My mother was the first to love me, cherishing my life and praying for my future well-being long before I had any sense of self-concept. As mothers do, she passed along her wisdom–the things she had learned in her 30, 40, and 50 years of life on earth. Her advice is, and always has been, heartfelt and imperfect (as so much in life is).
My mother is so much more than merely the woman who birthed and reared me: she is my teacher, my friend, an inspiration, and my role model. Over the years, she has taught me how to live well, with an open mind and an open heart. Today, I’d like to honor her her wisdom, but sharing my ten favorite pieces of life advice.

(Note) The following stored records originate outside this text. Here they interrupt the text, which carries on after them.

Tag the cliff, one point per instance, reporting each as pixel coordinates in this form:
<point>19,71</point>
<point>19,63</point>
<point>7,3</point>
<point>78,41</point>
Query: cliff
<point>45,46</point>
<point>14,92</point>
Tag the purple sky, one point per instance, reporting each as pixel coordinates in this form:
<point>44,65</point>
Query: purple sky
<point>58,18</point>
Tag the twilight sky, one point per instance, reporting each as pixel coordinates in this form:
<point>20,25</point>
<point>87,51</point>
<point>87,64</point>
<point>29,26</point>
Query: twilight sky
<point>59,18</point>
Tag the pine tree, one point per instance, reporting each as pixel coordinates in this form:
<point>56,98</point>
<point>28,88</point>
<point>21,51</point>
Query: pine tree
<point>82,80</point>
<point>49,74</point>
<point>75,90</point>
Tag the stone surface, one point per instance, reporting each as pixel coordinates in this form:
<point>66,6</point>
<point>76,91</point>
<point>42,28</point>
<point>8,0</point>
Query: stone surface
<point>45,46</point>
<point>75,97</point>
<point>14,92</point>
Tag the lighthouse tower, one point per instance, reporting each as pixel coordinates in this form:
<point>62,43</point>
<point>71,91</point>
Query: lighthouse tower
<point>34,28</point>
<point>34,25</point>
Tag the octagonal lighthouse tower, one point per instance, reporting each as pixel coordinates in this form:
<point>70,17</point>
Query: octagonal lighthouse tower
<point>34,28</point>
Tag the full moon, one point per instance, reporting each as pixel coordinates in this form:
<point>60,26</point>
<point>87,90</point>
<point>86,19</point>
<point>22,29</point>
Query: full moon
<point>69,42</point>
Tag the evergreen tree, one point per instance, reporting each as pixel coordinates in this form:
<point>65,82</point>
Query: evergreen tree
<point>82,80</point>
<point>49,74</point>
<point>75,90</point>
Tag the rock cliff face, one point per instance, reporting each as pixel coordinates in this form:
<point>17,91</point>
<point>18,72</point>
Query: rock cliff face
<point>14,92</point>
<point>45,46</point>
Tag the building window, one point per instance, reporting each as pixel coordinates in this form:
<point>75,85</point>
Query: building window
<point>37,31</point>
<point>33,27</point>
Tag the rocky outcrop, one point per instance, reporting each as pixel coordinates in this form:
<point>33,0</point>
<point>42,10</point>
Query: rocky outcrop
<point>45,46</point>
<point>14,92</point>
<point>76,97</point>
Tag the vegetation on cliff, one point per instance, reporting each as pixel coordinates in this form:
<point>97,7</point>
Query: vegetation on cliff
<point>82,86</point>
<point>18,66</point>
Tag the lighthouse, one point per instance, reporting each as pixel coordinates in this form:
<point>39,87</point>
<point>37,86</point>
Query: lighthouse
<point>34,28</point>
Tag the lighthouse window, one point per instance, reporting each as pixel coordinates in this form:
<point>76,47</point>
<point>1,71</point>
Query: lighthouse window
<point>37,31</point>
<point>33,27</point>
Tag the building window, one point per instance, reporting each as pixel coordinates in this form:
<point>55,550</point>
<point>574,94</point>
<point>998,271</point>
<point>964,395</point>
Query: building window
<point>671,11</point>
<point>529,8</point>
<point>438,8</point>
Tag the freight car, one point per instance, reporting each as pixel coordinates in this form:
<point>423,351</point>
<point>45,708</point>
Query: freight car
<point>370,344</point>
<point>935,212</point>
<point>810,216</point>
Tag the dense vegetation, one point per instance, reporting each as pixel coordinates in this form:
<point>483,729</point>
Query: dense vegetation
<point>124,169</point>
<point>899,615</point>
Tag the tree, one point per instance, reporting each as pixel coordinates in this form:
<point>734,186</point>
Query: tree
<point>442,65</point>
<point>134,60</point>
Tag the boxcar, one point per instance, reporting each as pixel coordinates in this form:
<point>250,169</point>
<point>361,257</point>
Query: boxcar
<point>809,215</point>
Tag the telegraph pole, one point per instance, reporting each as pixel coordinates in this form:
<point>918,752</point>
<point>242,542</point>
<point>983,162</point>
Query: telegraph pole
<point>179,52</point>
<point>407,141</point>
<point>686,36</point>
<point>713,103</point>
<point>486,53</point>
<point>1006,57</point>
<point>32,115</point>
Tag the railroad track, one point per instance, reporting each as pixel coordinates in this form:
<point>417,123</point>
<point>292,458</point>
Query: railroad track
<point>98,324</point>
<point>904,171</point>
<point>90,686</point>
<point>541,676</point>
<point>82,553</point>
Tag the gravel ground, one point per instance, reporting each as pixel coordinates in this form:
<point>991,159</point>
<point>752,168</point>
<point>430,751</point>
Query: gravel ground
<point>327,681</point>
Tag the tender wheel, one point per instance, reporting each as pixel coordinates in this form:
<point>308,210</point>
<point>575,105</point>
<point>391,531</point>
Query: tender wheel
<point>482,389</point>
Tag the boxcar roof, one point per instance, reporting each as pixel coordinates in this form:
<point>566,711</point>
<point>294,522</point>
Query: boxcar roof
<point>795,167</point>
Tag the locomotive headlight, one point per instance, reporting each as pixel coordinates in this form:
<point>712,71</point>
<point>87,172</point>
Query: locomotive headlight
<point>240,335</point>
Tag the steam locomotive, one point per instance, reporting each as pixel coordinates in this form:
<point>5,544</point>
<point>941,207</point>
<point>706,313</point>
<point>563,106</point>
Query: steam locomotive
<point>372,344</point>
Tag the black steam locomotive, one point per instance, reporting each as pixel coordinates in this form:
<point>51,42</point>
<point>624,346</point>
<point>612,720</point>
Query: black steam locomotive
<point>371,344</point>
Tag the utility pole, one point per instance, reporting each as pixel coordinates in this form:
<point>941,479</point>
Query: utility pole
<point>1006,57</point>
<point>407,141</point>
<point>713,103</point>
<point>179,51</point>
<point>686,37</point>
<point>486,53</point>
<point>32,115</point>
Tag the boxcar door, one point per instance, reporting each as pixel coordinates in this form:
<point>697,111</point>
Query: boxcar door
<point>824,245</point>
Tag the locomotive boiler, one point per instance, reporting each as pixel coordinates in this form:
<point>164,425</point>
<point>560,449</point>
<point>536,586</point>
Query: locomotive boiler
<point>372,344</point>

- Pay yourself first (your future self, that is). Whenever you receive a raise, divide that amount by two: add one half to your retirement contributions, and add the the other to lifestyle expenses. For example, an additional $5,000 annually is an extra $400 a month; add an extra $200 monthly to your Roth IRA or 401k, and use the other $200 for new clothes or a weekend trip.
- Read every day. If you have kids, encourage them to read every day. If your children don’t know how to read, take on the responsibility of reading to them every day. Reading opens up new worlds; don’t shut that door.
- Practice kindness towards everyone. My mother has a heart of gold and leads by example, always going out of her way to support family, friends, and strangers. She hung an embroidered quote in my childhood bathroom that displayed a variation of the following quote from Kathy Davis: “A hundred years from now it will not matter what my bank account was, the sort of house I lived in, or the kind of car I drove…but the world may be different because I was important in the life of a child.” I was constantly reminded that it’s not what I have, but how I choose to behave to determines success in life.
- Keep an open mind. My mom’s favorite quote is: “A mind once stretched from it’s original dimensions is never the same,” a variation on Ralph Waldo Emerson’s similar musing. She taught my siblings and I to be brave and try new things. Even if we decided we did not like something, simply being willing to try something new made us better.
- Hot and sour soup will cure whatever ails you. Whether a cold, pneumonia, or a bout of anxiety, you can drive up to the local Chinese restaurant to pick up the special elixir and start feeling better. I have no idea what the secret ingredient is or whether my mother’s conviction is simply a strong placebo, but I swear it works!
- Balance your checkbook. Set and follow a budget. Know how much money is coming in, as well as how much you’re spending. Continually reassess your budget to ensure your cash is going towards your priorities, and not simply conveniences. As Dave Ramsey would say, “If you will live like no one else, later you can live like no one else.”
- Do what’s right, not what’s popular. Ethics and values outweigh all else. My parents often read The Children’s Book of Virtues and Fables, exposing me to clever and playful lessons on morality. These messages stuck with me and helped guide me through tricky situations and identify good-hearted friends.
- Family is everything. Make time for loved ones. Sibling rivalry is real, but it’s important to get over your differences and find some common ground. Friends, jobs, and political leanings waver and wane, but family is forever.
- Do what you love and the money will follow. My mother has her degree in childhood education, but chose to stay home to raise her kids. Her love of teaching translated into an opportunity to become a direct-seller of education books, where she became the top seller in the country, earning six-figures and traveling around the world. By example, she taught me: you can have your cake and eat it too, but you must first define in your mind exactly the kind of cake you want, acquire all of the ingredients, and then put the time and effort into properly baking it.
- Self-employment creates a fast track to freedom. My mother worked harder than any mom I knew, continually taking action to build a reputable business. We listened to Zig Ziglar cassette tapes on the way to school, and I plucked books like The Millionaire Next Door off her shelf when I was bored. Her chosen career was trying and time-consuming, but it gave her the freedom to work from home and attended her kids’ school events.
- There’s often no difference between generic and name brand. The name brand plastic wrap and it generic equivalent were likely manufactured on the same machine, in the same factory. The difference in cost is due to the lackluster design and marketing efforts of the generic brand, rather than sub-par quality. I’m not quite sold on this one; I suspect these were the world of a hard-working mama whose priority was education, rather than status (see #6).
- Marry a man who is kind to his parents and respects restaurant servers. Marry only for love, but be sure to interrogate your heart thoroughly until you know with certainly that your love is true. Find a man who treats you well whether you’re cheerful or in a frighteningly foul mood. Fall in love with a man who shares your sense of humor (once you meet him, it won’t be hard).